Beyond the pasta shop is a fiambreria, or delicatessen, with many varieties of expensive cheeses, cold cuts, olives, pickles, pimentos, and other condiments. If you are a meat eater, there is a butcher who will give you any cut of beef you like. Next door is the chicken and egg store which also sells duck. There are two fresh fruit and vegetable places. Everything in these shops is sold by the kilo so if you think in pounds you just have to guess. Across the street from these mercado shops there is the mouth watering Confiteria del Norte, a bakery with more fancy, cream filled cakes, cookies, pastries, breads, and ready made tea sandwiches than I have ever seen in one store. Every time I go in to browse, the stock never seems to lessen despite all the people that buy there all day long and late into the evening. I want to know who is eating all those pastries and goodies when I don't see a single overweight Argentine anywhere! Directly across the street from our building is a liquor store filled with Argentine wines.

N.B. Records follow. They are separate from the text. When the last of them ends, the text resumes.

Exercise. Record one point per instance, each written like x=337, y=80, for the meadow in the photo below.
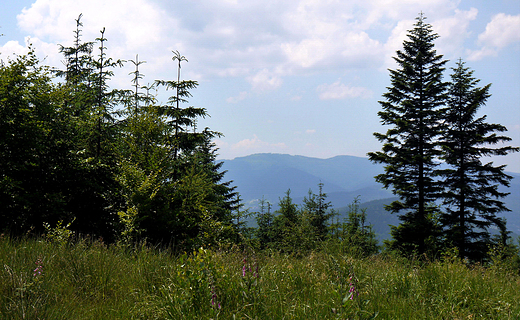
x=85, y=279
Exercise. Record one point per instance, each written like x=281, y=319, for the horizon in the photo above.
x=298, y=77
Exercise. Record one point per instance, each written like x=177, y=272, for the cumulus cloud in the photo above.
x=261, y=41
x=241, y=96
x=265, y=80
x=338, y=90
x=257, y=145
x=500, y=32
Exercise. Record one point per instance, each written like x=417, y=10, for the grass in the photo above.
x=88, y=280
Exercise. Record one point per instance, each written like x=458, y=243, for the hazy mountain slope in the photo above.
x=344, y=178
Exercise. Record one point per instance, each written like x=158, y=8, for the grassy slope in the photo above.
x=91, y=281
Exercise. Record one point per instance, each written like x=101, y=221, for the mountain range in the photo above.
x=269, y=176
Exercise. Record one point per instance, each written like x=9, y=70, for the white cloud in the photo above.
x=257, y=145
x=12, y=48
x=454, y=30
x=500, y=32
x=338, y=90
x=265, y=80
x=241, y=96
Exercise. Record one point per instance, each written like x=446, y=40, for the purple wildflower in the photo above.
x=39, y=268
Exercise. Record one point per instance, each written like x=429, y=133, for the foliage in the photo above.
x=354, y=236
x=117, y=162
x=89, y=280
x=471, y=192
x=412, y=109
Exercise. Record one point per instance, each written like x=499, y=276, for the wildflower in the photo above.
x=39, y=268
x=352, y=290
x=214, y=301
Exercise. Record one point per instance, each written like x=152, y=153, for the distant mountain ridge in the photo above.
x=270, y=175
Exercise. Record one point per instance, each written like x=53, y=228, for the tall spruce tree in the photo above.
x=471, y=187
x=412, y=109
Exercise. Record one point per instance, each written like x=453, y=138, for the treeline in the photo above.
x=107, y=162
x=433, y=122
x=77, y=155
x=312, y=225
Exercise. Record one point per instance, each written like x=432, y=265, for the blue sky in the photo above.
x=301, y=77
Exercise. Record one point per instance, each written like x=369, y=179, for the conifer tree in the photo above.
x=409, y=151
x=317, y=208
x=471, y=187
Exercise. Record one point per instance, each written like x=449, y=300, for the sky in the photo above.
x=300, y=77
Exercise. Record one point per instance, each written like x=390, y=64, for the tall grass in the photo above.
x=88, y=280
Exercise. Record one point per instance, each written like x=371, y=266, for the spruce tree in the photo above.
x=471, y=186
x=412, y=109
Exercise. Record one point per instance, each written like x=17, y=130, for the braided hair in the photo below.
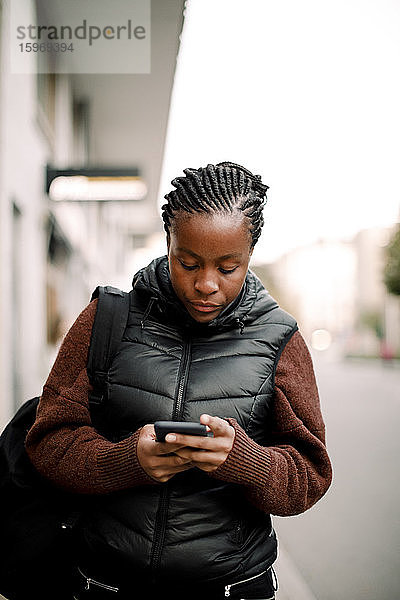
x=225, y=186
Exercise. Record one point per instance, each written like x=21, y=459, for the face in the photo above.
x=208, y=261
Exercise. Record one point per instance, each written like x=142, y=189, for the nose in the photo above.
x=206, y=283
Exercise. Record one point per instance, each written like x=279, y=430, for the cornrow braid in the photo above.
x=225, y=186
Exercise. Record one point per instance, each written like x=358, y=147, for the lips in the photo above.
x=205, y=306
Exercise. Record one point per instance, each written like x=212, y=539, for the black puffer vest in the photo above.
x=169, y=367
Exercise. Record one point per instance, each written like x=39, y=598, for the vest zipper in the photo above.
x=99, y=584
x=228, y=587
x=160, y=526
x=177, y=412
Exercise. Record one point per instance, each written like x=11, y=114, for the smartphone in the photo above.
x=163, y=427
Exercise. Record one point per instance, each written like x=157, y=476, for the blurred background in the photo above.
x=307, y=95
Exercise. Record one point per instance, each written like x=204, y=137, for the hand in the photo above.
x=156, y=458
x=206, y=453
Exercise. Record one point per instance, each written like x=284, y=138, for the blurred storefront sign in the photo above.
x=95, y=185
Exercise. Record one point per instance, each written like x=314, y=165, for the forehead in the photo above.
x=212, y=234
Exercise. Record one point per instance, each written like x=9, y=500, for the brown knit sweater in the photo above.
x=285, y=478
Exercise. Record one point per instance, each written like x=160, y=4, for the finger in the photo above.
x=218, y=426
x=162, y=448
x=194, y=441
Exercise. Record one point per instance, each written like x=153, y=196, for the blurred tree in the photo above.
x=391, y=274
x=373, y=320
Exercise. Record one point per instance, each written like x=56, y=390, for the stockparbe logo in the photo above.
x=80, y=36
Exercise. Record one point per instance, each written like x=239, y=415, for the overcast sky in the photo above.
x=305, y=93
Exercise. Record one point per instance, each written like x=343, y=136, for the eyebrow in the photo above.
x=225, y=257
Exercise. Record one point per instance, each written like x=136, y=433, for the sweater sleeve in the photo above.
x=293, y=471
x=62, y=444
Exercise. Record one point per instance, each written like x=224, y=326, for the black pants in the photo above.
x=260, y=587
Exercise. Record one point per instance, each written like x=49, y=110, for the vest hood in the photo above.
x=153, y=283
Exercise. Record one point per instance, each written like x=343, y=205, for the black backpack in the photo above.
x=38, y=522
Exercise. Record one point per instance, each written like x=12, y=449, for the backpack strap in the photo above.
x=108, y=328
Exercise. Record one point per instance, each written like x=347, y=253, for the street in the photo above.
x=347, y=547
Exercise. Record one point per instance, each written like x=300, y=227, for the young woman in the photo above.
x=189, y=518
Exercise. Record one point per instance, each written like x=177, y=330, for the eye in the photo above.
x=187, y=267
x=227, y=271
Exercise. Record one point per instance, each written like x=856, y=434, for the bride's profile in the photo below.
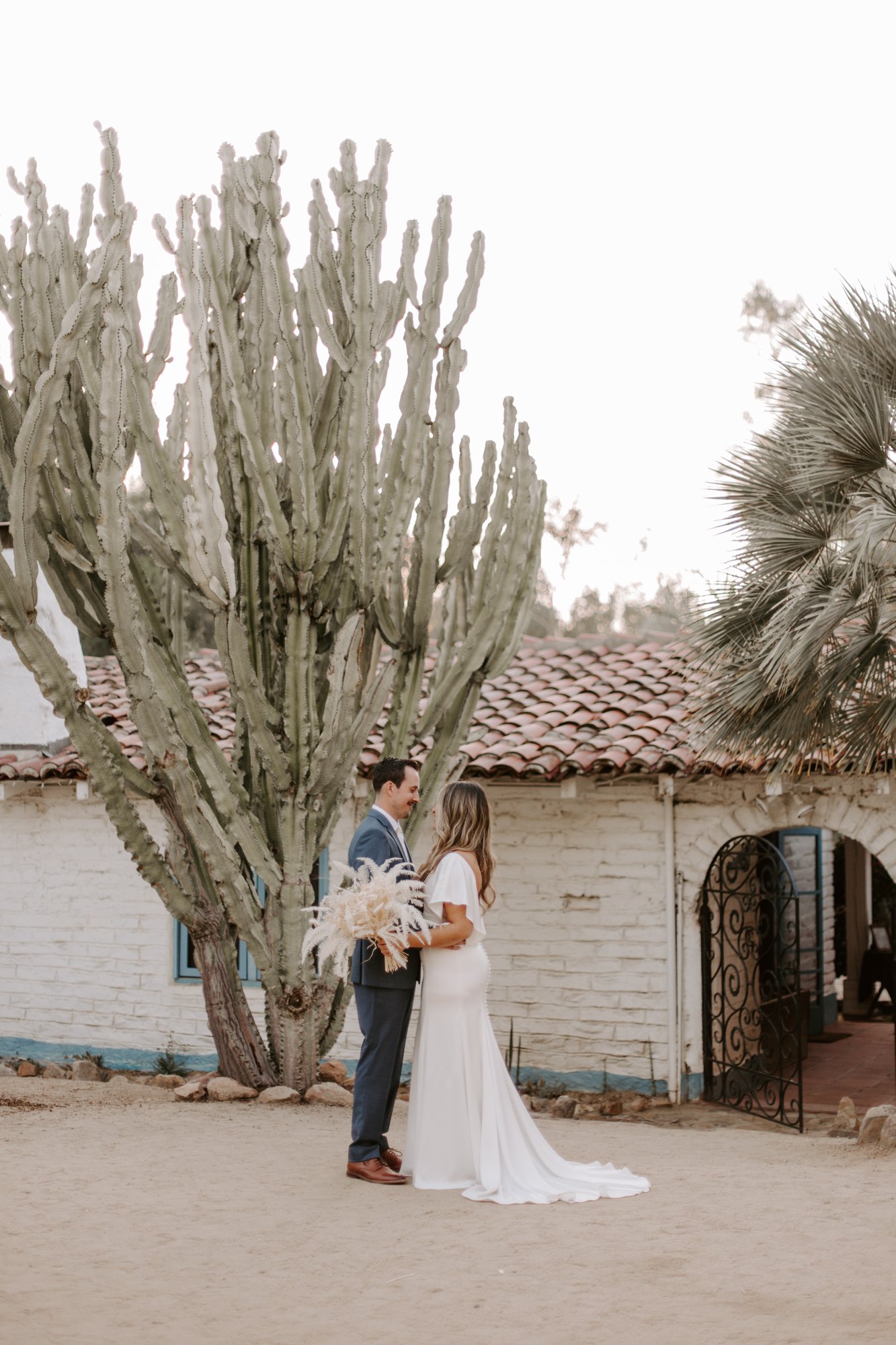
x=467, y=1126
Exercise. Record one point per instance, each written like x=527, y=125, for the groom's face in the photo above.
x=407, y=796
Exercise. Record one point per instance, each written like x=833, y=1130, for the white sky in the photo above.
x=635, y=169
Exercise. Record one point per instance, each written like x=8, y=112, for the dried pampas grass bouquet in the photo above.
x=373, y=905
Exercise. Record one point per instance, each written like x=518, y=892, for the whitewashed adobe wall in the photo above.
x=577, y=935
x=87, y=948
x=576, y=938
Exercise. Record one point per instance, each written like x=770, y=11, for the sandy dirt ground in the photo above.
x=135, y=1221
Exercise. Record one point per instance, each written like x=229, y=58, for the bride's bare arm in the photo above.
x=455, y=930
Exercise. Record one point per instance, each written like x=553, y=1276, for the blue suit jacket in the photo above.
x=376, y=840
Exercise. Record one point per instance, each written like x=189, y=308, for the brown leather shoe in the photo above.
x=374, y=1171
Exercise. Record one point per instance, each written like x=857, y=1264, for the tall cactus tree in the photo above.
x=319, y=544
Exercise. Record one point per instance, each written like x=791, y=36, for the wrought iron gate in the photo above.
x=752, y=1005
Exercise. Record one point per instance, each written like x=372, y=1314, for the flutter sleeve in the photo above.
x=454, y=882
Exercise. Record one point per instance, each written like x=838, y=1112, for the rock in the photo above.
x=330, y=1094
x=888, y=1133
x=333, y=1073
x=85, y=1071
x=228, y=1090
x=279, y=1094
x=122, y=1083
x=610, y=1108
x=194, y=1090
x=846, y=1118
x=873, y=1124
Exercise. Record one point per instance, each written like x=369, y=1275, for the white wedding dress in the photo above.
x=467, y=1126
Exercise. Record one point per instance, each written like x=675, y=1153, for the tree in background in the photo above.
x=313, y=543
x=801, y=648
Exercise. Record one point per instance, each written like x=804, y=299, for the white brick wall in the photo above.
x=87, y=948
x=577, y=935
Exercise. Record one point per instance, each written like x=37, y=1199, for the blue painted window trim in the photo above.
x=188, y=972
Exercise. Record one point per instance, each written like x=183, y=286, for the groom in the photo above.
x=384, y=999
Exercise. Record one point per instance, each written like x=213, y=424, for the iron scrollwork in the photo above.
x=752, y=1008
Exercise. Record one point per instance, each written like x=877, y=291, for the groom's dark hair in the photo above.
x=391, y=769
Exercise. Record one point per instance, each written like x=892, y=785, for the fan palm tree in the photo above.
x=799, y=649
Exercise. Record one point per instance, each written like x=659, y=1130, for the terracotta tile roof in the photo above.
x=563, y=708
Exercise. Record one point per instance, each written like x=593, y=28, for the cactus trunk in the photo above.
x=317, y=544
x=241, y=1051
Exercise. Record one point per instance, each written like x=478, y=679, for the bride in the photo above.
x=467, y=1128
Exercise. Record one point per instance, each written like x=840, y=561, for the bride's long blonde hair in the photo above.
x=463, y=822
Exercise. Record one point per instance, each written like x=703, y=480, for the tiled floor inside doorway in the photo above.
x=858, y=1066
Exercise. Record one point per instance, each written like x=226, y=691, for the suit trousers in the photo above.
x=384, y=1017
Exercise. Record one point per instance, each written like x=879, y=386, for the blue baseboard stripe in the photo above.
x=127, y=1058
x=115, y=1058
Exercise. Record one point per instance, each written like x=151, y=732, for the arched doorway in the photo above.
x=755, y=1009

There are two supermarket choices within a block and a half of our apartment. One is Carrefour which I used to shop at in Dubai. However, this one is not nearly as elegant although handy for paper products, soap, milk, crackers, eggs, yogurt, cereal, bottled water and wines. A block in the other direction is the more upscale Disco, that seems slightly pricier. Both deliver your groceries for a small fee. This explains the dozens of white plastic crates that are stacked up high in the entrance to both supermarkets. Once you go through the checkout with your items, a grocery boy will put them in a numbered crate and stack it along with others going in the direction of where you live. You get a number and then leave. It is a bizarre to see groceries in stacked crates being pushed around on these busy city streets. However, it surely beats pushing a cart out to the parking lot and lifting grocery bags into the trunk of your car, when you can walk out empty handed knowing your groceries will come to your door later. Pretty nifty. Supermarkets are open long hours, seven days a week, but small food shops close at noon on Saturdays and do not open again till Monday mornings.

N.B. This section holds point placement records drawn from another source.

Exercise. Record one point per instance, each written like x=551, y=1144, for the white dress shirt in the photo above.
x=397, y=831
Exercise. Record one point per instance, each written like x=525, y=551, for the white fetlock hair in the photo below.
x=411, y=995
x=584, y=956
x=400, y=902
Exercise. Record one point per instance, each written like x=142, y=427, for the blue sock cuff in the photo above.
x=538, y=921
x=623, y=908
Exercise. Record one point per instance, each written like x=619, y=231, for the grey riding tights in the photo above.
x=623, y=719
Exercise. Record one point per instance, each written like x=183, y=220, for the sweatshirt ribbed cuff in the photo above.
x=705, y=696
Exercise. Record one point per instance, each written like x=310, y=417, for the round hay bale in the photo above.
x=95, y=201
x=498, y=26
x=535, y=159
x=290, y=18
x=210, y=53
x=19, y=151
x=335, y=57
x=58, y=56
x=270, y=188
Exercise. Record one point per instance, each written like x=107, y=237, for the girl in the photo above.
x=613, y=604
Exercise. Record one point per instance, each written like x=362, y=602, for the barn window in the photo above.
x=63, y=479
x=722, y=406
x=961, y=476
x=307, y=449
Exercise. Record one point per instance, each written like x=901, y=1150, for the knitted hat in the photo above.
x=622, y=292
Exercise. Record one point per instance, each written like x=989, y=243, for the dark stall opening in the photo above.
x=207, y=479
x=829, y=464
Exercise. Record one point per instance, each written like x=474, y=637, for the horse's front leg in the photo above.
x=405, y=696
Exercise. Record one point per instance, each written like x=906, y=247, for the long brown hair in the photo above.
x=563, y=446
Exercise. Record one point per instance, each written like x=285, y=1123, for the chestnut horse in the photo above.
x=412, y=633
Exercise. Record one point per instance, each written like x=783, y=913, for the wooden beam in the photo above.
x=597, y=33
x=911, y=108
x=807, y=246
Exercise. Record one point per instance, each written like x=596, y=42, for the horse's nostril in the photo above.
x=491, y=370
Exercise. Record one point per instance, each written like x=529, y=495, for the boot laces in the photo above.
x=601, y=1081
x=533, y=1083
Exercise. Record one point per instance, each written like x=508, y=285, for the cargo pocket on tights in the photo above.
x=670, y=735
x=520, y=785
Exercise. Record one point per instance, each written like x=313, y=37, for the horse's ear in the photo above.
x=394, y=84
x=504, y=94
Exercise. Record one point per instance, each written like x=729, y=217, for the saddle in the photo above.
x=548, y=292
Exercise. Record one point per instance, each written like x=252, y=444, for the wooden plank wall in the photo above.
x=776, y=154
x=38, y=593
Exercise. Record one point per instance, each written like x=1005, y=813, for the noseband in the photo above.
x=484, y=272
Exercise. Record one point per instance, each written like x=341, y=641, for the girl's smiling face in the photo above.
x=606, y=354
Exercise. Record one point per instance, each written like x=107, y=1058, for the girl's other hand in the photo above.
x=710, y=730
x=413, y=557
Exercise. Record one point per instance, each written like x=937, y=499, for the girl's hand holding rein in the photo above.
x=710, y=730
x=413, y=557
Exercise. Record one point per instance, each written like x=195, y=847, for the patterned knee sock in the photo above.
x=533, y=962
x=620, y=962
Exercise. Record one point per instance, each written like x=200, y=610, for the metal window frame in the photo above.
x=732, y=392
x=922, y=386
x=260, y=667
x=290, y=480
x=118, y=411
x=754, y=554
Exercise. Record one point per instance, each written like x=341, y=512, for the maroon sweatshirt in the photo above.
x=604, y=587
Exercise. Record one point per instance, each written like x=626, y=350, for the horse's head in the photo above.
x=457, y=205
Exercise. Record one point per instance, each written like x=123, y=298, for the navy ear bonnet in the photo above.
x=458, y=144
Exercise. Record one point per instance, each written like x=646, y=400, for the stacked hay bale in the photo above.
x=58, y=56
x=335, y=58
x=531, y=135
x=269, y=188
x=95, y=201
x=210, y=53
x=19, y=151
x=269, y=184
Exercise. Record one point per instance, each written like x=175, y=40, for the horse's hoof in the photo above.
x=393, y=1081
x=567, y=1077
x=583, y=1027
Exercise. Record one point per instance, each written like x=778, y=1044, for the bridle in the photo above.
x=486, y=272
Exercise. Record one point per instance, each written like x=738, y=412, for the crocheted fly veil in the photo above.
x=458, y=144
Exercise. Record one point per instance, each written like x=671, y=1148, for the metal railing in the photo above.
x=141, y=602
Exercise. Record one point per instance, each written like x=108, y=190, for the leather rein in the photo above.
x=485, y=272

I have to remind myself that if I lived here all the time, food shopping would become a chore just like it is everywhere else in the world. However, right now I am savoring the fun of doing it in a totally different way...not to mention the fact that all I've just described is delicious.
I just walked in the door, having walked 10 blocks with groceries on my back and read this blog entry. What I wouldn't have given for one of these white crate delivery systems you have described!! The choice of fresh pastas is one of my favorite things.